Charles A. Bacon - CEO, President & Executive Director
We originally did not expect to be spending that money in the $18 million to $20 million guidance. So we had to overcome that. We had -- and the good news is, when I look back year-on-year, in terms of what we had to spend on our audit last year and the additional work for testing, we have not seen that happen in '18 at all with the wrap up in audit. So we're very pleased to see that right there as nonrecurring. So yes, from the standpoint of what we looked at last year in some of the cost, we didn't expect to see that but we had to deal with it. And I thought we did a good job, and we came out fairly clean with our results. So does that answer the question?
Alex Silverman
Just to be fair, that was a -- the first 9 months or first half of the year spend, is that right?
Charles A. Bacon - CEO, President & Executive Director
Yes, I think there was a little bit in the fourth quarter too, but it trailed off as the year went on.
Alex Silverman
When you gave guidance for $18 million to $20 million of EBITDA in November though, you knew that was -- that you were spending that $2.8 million?
Charles A. Bacon - CEO, President & Executive Director
Yes, there was absolutely the spend there and some of the difference, it just got down to some revenue recognition, the diversity of our business, there's ups and downs in all of our business units but the diversity of the company fared well. Overall though, if you look at our company as we go forward, I think there's always going to be some lumpiness in quarter-to-quarter, mainly on the Construction side, based on when projects start and when they finish, and when we can take actual revenue recognition, especially, on the upside. We can't take that until the project is complete. So yes, there was a little bit of a shortfall there as we wrapped up the year. But I think we're going to see a little bit of that from time to time. But overall, when I look at the year, we came out within the guidance range we had provided, when you take into account the $2.8 million.
Alex Silverman
Last question is, can you give us any sense of how the first quarter concluded?

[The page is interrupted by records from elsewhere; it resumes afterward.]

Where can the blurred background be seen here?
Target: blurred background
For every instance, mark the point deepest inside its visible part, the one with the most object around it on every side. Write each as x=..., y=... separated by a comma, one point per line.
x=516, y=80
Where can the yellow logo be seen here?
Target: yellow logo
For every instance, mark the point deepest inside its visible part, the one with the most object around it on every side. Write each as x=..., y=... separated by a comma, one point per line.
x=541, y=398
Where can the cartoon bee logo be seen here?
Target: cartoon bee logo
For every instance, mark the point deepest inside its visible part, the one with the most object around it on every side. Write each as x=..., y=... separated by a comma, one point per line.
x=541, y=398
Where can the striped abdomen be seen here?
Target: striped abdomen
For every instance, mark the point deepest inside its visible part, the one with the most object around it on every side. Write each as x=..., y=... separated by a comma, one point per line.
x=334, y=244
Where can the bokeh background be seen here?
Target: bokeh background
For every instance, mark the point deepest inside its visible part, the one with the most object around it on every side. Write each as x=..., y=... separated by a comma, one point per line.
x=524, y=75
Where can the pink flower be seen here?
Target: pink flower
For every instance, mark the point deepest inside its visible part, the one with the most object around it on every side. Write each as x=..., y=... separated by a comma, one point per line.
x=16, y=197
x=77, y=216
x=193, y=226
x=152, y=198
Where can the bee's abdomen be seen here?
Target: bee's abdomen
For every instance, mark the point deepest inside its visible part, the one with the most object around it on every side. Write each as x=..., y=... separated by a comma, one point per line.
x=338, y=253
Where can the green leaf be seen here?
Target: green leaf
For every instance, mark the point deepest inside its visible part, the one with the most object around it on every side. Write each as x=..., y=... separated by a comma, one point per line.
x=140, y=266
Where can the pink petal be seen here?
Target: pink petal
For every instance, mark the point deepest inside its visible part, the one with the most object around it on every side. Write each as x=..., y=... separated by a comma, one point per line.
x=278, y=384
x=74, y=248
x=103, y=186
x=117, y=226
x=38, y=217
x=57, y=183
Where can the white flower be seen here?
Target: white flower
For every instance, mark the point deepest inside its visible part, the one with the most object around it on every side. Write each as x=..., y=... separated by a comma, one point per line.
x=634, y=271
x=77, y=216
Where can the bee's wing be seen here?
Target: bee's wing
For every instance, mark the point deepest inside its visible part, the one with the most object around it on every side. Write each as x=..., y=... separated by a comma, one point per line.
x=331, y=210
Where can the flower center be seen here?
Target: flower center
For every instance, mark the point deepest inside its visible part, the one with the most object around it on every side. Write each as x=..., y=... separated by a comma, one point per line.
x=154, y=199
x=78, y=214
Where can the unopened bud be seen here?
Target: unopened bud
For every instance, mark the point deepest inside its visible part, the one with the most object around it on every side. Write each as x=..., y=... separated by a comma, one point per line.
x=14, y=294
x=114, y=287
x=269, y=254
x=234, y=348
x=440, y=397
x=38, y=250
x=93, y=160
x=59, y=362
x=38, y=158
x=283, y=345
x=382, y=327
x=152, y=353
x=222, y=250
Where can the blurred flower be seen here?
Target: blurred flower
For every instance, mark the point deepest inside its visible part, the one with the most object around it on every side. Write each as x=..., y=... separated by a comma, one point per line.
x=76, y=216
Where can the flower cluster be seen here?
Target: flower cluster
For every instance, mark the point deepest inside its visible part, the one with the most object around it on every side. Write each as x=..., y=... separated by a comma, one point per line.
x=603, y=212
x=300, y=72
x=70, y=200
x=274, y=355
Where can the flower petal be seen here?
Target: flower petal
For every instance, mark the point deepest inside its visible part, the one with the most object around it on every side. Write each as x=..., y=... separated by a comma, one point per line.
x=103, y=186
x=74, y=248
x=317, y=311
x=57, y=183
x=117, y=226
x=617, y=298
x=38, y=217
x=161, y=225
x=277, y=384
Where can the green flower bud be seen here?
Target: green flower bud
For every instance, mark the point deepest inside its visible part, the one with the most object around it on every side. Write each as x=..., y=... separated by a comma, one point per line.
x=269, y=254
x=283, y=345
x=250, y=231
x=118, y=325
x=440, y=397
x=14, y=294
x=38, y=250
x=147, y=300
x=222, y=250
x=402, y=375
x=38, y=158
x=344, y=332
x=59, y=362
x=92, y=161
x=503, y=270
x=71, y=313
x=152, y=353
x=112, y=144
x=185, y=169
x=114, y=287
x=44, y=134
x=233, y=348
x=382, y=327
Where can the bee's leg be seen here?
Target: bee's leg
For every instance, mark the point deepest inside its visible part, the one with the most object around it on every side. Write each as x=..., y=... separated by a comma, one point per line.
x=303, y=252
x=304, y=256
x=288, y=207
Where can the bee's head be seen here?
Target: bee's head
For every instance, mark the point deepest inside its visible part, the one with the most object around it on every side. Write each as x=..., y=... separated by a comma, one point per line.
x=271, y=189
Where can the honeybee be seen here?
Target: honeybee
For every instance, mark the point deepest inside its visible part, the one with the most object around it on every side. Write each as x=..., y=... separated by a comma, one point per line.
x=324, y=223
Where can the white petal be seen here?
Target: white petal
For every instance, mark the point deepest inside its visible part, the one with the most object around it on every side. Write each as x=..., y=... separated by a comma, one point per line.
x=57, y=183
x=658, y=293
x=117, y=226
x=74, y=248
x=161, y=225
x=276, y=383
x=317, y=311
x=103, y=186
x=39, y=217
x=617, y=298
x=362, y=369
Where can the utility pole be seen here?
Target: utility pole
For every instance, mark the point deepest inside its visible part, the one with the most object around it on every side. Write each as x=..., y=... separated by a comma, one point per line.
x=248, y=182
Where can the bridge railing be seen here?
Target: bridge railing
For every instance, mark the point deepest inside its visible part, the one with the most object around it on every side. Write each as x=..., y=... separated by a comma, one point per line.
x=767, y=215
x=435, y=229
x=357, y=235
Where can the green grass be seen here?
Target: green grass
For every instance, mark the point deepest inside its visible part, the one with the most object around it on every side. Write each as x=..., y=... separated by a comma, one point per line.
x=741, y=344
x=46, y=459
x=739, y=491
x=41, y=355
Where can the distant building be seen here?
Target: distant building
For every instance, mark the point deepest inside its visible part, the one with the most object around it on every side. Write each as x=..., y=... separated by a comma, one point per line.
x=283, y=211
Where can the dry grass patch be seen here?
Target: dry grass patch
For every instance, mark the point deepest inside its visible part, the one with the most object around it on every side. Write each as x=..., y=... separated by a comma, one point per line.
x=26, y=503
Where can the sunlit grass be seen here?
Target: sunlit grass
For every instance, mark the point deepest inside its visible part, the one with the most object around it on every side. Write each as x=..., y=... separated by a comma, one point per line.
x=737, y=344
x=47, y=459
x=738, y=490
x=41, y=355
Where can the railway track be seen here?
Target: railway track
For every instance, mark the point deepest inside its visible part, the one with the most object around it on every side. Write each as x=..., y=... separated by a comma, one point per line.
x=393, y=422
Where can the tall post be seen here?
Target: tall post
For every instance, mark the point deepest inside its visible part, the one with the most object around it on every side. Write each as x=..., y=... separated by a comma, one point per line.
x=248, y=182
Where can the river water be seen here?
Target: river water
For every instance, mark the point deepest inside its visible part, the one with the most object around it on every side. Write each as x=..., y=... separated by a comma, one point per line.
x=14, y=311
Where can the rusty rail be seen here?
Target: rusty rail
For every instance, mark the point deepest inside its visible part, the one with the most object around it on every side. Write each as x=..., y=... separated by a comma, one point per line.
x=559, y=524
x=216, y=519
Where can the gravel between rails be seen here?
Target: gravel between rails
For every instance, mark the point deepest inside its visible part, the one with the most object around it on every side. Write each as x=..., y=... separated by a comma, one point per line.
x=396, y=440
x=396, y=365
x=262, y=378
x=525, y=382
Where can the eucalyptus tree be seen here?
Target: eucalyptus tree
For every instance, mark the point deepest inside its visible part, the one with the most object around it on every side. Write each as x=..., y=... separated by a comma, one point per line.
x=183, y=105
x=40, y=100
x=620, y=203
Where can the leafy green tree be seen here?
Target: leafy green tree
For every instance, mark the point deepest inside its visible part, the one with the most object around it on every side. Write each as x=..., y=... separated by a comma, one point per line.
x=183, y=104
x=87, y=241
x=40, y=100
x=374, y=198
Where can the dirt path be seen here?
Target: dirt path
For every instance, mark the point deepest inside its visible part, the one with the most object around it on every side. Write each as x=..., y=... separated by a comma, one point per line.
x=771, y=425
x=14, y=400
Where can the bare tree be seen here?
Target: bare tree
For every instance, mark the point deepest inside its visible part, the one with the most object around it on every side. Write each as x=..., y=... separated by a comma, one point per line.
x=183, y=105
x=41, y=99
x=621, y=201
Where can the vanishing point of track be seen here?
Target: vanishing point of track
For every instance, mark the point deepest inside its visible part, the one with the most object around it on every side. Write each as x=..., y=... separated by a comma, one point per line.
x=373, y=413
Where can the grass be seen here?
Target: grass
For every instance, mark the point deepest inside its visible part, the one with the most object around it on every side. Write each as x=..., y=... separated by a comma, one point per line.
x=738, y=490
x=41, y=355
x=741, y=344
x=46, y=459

Charles A. Bacon - CEO, President & Executive Director
We're going to be releasing those results fairly soon, so I really can't comment right now.
Alex Silverman
Were there weather issues that prevented you from getting projects done? I mean, that -- the weather was pretty awful in the first quarter.

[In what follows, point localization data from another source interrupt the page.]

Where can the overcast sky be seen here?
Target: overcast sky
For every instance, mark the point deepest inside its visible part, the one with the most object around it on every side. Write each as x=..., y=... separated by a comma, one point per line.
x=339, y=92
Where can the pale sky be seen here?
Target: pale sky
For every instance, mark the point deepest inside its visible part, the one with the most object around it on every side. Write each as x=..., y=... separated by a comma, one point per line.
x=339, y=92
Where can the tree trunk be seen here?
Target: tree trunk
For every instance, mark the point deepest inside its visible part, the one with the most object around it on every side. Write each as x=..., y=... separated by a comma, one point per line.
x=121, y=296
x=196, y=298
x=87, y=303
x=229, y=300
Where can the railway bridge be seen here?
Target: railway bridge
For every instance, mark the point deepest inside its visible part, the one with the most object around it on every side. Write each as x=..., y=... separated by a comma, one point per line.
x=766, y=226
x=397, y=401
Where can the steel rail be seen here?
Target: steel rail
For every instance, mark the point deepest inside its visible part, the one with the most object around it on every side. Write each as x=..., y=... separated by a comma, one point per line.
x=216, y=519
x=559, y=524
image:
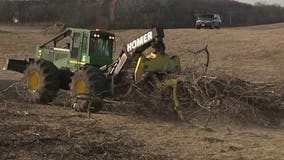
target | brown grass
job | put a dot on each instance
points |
(38, 132)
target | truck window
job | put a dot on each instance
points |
(101, 47)
(75, 46)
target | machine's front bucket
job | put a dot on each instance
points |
(16, 65)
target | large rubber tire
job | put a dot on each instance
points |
(89, 80)
(42, 81)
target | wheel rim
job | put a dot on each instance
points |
(33, 81)
(80, 86)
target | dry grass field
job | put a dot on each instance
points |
(29, 131)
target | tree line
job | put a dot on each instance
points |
(137, 13)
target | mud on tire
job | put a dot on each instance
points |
(89, 80)
(42, 81)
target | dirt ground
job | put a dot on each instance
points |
(29, 131)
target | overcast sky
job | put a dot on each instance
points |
(281, 2)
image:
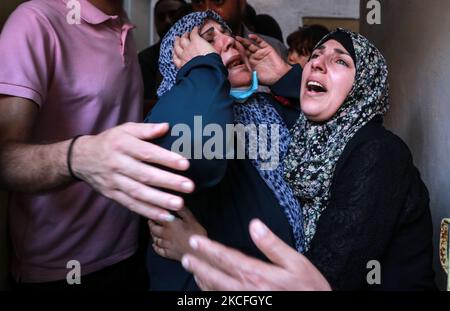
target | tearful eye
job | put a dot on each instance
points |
(341, 62)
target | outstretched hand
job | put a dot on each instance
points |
(171, 239)
(217, 267)
(188, 46)
(264, 59)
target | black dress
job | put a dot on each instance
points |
(229, 193)
(378, 210)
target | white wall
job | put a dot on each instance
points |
(139, 13)
(413, 36)
(289, 13)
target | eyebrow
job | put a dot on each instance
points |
(337, 50)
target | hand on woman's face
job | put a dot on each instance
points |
(327, 80)
(232, 53)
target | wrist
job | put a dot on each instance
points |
(78, 154)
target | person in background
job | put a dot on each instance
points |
(75, 199)
(363, 199)
(234, 13)
(302, 42)
(268, 26)
(166, 13)
(250, 15)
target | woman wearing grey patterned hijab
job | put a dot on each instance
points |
(367, 222)
(319, 140)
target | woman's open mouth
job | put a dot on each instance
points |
(315, 88)
(235, 62)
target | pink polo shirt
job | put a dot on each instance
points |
(85, 78)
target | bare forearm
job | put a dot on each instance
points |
(34, 168)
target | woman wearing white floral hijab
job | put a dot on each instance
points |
(363, 199)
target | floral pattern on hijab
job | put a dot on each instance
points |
(315, 148)
(257, 110)
(186, 24)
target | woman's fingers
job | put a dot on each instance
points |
(194, 33)
(248, 44)
(147, 210)
(186, 214)
(156, 230)
(160, 251)
(263, 44)
(184, 40)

Charles A. Bacon - CEO, President & Executive Director
We had some of that, but I remember the polar vortex a number of years ago, where we did face some challenges. We did not see that, we saw some minor but nothing that really hurt us in terms of revenue in the first quarter, no.
Operator
(Operator Instructions) We have reached the end of our question-and-answer session. I would like to turn the conference back over to management for closing remarks.

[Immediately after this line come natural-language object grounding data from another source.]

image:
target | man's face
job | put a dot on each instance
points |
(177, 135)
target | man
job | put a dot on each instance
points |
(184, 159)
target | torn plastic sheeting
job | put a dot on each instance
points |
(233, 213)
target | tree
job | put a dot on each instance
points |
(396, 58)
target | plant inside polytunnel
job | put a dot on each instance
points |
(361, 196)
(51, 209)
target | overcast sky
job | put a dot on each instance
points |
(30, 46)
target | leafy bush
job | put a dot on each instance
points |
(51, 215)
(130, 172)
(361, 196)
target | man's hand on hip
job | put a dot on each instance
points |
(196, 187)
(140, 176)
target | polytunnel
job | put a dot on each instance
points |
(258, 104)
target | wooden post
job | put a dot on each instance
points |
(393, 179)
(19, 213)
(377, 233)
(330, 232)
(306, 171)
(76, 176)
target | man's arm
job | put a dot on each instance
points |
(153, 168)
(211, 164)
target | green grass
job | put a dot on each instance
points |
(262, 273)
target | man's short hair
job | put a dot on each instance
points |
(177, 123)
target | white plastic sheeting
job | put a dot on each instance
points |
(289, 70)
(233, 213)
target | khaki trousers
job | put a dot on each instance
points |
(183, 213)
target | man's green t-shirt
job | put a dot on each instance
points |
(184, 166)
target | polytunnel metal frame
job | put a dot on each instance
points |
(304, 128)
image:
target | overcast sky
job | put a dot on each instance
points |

Charles A. Bacon - CEO, President & Executive Director
Well, I just want to thank everybody for joining us here today. Our overall year, we're pleased with our operational side of the business. We outperformed our business plan in terms of what we had to get done. We did face some interesting elements in terms of just the compliance and getting our public company expenses squared away. As we go forward, we're pleased with where we stand today. The guidance we gave for 2018 is -- we're excited about the growth opportunities that we're continuing to see in the marketplace, and there's no letup in the market opportunities. So we're pretty pleased with what's in front of us.
Thank you for joining us today, and we look forward to future conversations and future earnings calls. All the best.
Operator
Thank you, and this concludes today's conference. You may disconnect your lines at this time, and thank you for your participation.